The Last Drop of Jeju
Our last day on Jeju. No pomp, no ceremony—just a quiet, inevitable goodbye. We had one final stop before packing our bags: Cheonjiyeon Waterfall (천지연폭포), a place that felt more like a secret whispered through the trees than a tourist attraction.
One of our team members had been injured back in Seoul, so we worried the hike would be too much. But calling it a “hike” was a stretch. The path was wide, shaded, and mercifully forgiving, a gentle walk that followed a river so clear it looked like someone had turned the saturation up too high. Mist rose off the surface, catching in the thick, humid air, and turtles bobbed lazily in the shallows. Even with the summer heat, the cool water and canopy of trees kept the place feeling calm, almost sacred.
Anna, our guide, took the opportunity to share more of Jeju’s myths with us—legends of the 돌하르방, or "stone grandpas," those round-faced guardians of the island whose bulbous noses, when rubbed, supposedly bring a son to expectant parents. Less well-known but far more powerful in spirit were the stone grandmothers, statues bent with the weight of centuries, representing the women of Jeju who had sustained the island, working themselves raw to provide for their families.
Then, finally, the falls. Cheonjiyeon revealed itself in a rush of white water crashing into a pool of impossible jade-green. The sound alone was enough to drown out the noise of the world, leaving only the weight of the moment and the sheer presence of nature. We stood there, damp from the mist, eyes locked on the endless motion of the falls, knowing that no photo could ever do justice to what we felt.
After soaking in our last bit of Jeju’s natural beauty, we headed to a local market for lunch—our first real look at rural Korea’s daily life.
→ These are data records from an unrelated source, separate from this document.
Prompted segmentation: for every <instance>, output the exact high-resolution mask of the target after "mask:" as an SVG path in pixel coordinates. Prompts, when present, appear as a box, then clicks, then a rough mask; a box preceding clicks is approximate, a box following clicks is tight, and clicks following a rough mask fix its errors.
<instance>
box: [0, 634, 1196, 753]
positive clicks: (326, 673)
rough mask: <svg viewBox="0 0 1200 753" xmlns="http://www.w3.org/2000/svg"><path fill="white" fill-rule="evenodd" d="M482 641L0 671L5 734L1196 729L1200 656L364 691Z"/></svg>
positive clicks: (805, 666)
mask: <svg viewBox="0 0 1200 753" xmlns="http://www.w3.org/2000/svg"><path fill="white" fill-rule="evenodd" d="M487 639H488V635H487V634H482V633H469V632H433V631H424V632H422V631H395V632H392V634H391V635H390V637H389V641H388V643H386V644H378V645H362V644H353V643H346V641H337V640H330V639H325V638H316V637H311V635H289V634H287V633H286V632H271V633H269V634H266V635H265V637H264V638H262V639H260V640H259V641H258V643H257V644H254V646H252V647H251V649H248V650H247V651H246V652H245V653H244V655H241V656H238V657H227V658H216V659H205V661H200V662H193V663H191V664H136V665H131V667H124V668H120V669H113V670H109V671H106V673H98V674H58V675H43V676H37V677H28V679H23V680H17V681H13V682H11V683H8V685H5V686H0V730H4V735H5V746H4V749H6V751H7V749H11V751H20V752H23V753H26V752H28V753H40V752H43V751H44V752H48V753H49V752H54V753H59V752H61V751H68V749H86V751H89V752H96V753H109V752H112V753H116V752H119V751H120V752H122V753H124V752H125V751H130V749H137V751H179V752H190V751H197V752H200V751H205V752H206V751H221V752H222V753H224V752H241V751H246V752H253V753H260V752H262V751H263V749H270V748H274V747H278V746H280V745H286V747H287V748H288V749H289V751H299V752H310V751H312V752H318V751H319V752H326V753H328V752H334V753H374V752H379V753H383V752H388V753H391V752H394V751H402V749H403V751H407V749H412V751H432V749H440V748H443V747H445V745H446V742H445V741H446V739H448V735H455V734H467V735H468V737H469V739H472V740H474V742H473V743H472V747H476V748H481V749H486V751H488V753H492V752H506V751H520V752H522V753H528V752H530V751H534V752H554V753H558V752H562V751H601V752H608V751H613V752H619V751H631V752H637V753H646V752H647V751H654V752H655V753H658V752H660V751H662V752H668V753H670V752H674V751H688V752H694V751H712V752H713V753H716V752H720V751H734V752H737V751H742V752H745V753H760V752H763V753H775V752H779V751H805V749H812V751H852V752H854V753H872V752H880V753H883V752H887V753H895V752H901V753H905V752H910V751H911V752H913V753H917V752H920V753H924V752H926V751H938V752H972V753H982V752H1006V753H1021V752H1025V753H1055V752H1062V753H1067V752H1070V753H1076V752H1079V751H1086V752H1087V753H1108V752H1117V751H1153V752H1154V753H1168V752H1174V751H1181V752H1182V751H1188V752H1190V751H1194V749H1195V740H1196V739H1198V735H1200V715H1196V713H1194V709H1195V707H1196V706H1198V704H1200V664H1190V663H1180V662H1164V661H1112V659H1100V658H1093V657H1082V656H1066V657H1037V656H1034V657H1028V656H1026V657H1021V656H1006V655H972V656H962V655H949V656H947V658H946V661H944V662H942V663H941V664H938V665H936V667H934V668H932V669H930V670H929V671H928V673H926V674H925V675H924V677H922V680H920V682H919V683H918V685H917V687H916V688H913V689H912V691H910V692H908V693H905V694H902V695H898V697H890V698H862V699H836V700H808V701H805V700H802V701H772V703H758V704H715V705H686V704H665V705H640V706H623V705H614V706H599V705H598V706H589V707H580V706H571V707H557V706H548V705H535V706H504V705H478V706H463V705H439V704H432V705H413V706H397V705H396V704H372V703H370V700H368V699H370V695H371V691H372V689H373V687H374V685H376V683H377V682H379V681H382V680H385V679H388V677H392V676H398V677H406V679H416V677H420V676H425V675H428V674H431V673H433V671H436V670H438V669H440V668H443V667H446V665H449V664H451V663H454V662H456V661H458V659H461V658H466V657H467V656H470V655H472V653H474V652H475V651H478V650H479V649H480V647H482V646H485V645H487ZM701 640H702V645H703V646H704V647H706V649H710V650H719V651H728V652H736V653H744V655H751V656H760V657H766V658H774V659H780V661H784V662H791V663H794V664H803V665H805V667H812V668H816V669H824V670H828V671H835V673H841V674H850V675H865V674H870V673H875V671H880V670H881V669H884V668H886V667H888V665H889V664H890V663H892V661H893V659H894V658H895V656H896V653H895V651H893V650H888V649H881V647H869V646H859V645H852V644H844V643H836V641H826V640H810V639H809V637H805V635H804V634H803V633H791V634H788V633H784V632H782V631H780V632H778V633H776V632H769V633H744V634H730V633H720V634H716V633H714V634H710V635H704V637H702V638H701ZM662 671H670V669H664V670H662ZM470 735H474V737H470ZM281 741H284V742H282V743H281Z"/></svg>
If Seoul’s markets felt curated, this one was pure, unpolished reality. No frills, no gimmicks, just an overwhelming sensory feast: stalls of glistening fish, slabs of meat hanging from hooks, stacks of fresh produce, dried herbs, handmade goods. The smell of sizzling street food filled the air. We grabbed steaming mandu and—out of habit—our usual iced Americanos, by now a necessary part of our existence.
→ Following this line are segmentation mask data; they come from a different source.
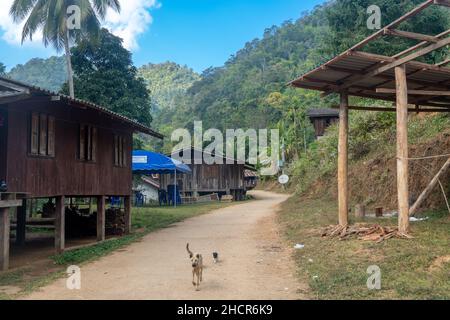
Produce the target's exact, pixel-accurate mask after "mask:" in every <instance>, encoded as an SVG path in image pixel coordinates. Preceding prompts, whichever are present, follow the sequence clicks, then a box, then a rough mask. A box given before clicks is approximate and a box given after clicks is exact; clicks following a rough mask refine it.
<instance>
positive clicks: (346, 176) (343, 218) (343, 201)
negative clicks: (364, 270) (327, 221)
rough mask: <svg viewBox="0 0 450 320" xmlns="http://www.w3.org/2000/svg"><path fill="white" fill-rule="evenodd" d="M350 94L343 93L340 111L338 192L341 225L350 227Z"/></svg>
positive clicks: (338, 171) (340, 223) (339, 117)
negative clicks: (348, 212)
mask: <svg viewBox="0 0 450 320" xmlns="http://www.w3.org/2000/svg"><path fill="white" fill-rule="evenodd" d="M347 107H348V94H347V92H342V93H341V103H340V109H339V147H338V149H339V150H338V153H339V155H338V189H339V190H338V192H339V225H340V226H342V227H346V226H347V225H348V209H349V205H348V108H347Z"/></svg>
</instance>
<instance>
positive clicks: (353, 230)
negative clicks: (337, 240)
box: [321, 224, 412, 243]
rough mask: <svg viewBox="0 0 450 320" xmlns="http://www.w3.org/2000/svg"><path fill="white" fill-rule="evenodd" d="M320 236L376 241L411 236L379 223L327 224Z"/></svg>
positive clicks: (397, 229) (322, 236) (333, 237)
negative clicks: (345, 225) (381, 225)
mask: <svg viewBox="0 0 450 320" xmlns="http://www.w3.org/2000/svg"><path fill="white" fill-rule="evenodd" d="M321 235H322V237H329V238H335V237H337V238H338V239H339V240H348V239H351V238H357V239H359V240H363V241H376V242H377V243H379V242H382V241H384V240H388V239H391V238H400V239H411V238H412V237H411V236H408V235H405V234H403V233H401V232H399V231H398V228H397V227H383V226H380V225H366V224H355V225H353V226H347V227H343V226H328V227H326V228H325V229H324V230H323V231H322V234H321Z"/></svg>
And then, just like that, Jeju was behind us. Back at the hotel, we crammed souvenirs into suitcases that were already straining at the seams and made one final pilgrimage to our newfound safe haven—the little Italian restaurant that had unexpectedly become a favorite. Wine was poured, pasta devoured, conversation stretched late into the evening.
Tomorrow, we’d be on a plane to Busan. (*Insert obligatory Train to Busan joke here.*)
Jeju had worked its way into us. Not in some dramatic, soul-searching way—more like an undercurrent, a shift in our posture. We had navigated, adapted, and found rhythms in a place that once felt so foreign. And as we fell into bed for our last night on the island, the thought settled in: we weren’t just passing through anymore.
We belonged here, at least for a little while longer.